Editorial for DMOPC '21 Contest 10 P6 - Median Replace

Remember to use this editorial only when stuck, and not to copy-paste code from it. Please be respectful to the problem author and editorialist.
Submitting an official solution before solving the problem yourself is a bannable offence.

Author: zhouzixiang2004

Subtask 1

Hint 1

Characterize all the sequences of operations that contribute to the answer.

Hint 2

The answer to (1) is always $1$ if $N$ is odd and always $2$ if $N$ is even.

Hint 3

Even $N$ are equivalent to concatenating two odd-length arrays.
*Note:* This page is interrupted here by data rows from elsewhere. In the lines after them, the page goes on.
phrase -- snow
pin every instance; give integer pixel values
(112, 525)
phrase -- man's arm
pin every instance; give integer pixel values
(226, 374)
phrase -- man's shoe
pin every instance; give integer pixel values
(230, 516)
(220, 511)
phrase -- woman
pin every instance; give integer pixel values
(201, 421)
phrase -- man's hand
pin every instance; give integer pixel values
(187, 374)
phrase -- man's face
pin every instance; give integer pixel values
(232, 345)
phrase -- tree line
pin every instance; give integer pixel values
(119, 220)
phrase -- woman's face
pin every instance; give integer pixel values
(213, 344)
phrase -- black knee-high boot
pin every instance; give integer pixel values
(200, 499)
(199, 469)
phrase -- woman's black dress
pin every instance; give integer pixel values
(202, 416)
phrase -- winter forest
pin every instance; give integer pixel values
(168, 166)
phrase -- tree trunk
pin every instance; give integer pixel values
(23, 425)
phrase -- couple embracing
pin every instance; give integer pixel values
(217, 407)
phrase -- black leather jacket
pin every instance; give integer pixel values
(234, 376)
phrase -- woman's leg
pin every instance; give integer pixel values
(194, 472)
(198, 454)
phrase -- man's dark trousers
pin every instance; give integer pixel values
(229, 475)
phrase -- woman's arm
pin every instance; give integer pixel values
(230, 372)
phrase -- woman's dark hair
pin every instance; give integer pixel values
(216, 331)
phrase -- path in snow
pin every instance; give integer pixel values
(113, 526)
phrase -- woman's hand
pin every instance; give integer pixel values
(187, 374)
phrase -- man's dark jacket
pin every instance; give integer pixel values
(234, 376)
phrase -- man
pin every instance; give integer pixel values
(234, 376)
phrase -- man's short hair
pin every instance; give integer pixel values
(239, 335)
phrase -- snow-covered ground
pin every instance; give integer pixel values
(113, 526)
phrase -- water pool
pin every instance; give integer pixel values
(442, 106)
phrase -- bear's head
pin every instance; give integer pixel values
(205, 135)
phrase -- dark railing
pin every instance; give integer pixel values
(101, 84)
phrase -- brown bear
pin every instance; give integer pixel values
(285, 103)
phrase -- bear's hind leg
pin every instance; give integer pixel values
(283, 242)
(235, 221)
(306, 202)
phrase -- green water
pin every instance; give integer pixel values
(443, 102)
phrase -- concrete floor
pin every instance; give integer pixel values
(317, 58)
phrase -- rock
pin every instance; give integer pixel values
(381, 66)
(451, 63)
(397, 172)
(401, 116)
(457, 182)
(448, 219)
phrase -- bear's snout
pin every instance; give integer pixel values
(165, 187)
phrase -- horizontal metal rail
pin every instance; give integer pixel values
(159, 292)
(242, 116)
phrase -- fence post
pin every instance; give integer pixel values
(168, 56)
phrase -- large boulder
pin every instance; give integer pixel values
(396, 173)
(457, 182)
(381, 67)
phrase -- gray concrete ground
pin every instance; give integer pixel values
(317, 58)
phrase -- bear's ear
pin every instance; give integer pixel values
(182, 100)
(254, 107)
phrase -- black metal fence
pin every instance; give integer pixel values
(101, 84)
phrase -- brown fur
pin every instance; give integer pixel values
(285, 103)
Thus, focus on solving odd $N$ (the below hints only consider the odd $N$ case).

Hint 4

Whenever we perform an operation, we form a "block" of $\ge 2$ consecutive equal elements. If we ever form more than $1$ block of $\ge 2$ consecutive equal elements, it is impossible to ever "merge" them.

Hint 5

We must start a block (say, with median $m$ ) somewhere in the middle of the array, then repeatedly extend it to the left or the right. This extending is only possible if there are an equal number of elements less than $m$ and greater than $m$ .

For example, for $[1,4,5,7,6,2,3]$ , we can start a block like $[4,4,4,7,6,2,3]$ and then extend it to $[4,4,4,4,4,4,4]$ (by choosing $[l,r] = [3,7]$ ) because $7$ and $6$ are greater than $4$ while $2$ and $3$ are less than $4$ .

Hint 6

The initial block must contain the median of the entire array, say $m$ .

Hint 7

Consider a new array $b$ where $b_i = -1$ if $a_i < m$ , $b_i = 0$ if $a_i = m$ , and $b_i = 1$ if $a_i > m$ . The answer to (2) depends on the number of prefix sums before the position of $m$ in $a$ that are $0$ , as well as the number of prefix sums after the position of $m$ in $a$ that are $0$ . The answer to (3) can be calculated by a binomial coefficient.

Solution

The first step is to characterize all the sequences of operations that contribute to the answer. It turns out that for odd $N$ , these sequences are as follows:

Let $m$ be the median of the array, and define $b_i = -1$ if $a_i < m$ , $b_i = 0$ if $a_i = m$ , and $b_i = 1$ if $a_i > m$ for $1 \le i \le N$ . Let's draw a "separator" at positions where the prefix sum of $b$ is $0$ . For example, 1 4 5 7 6 2 3 becomes |1 4 5|7 6 2 3| and 2 7 1 4 5 6 3 becomes |2 7|1 4 5|6 3|. Then the first operation must "fill" the subarray containing the median $m$ (e.g. |2 7|1 4 5|6 3| becomes |2 7|4 4 4|6 3|), unless this subarray only contains $m$ (e.g. |2 7|4|1 5|6 3|), in which case we already start extending to the left or the right as described next. Then, we repeatedly extend this block to the left or the right until we hit the next separator.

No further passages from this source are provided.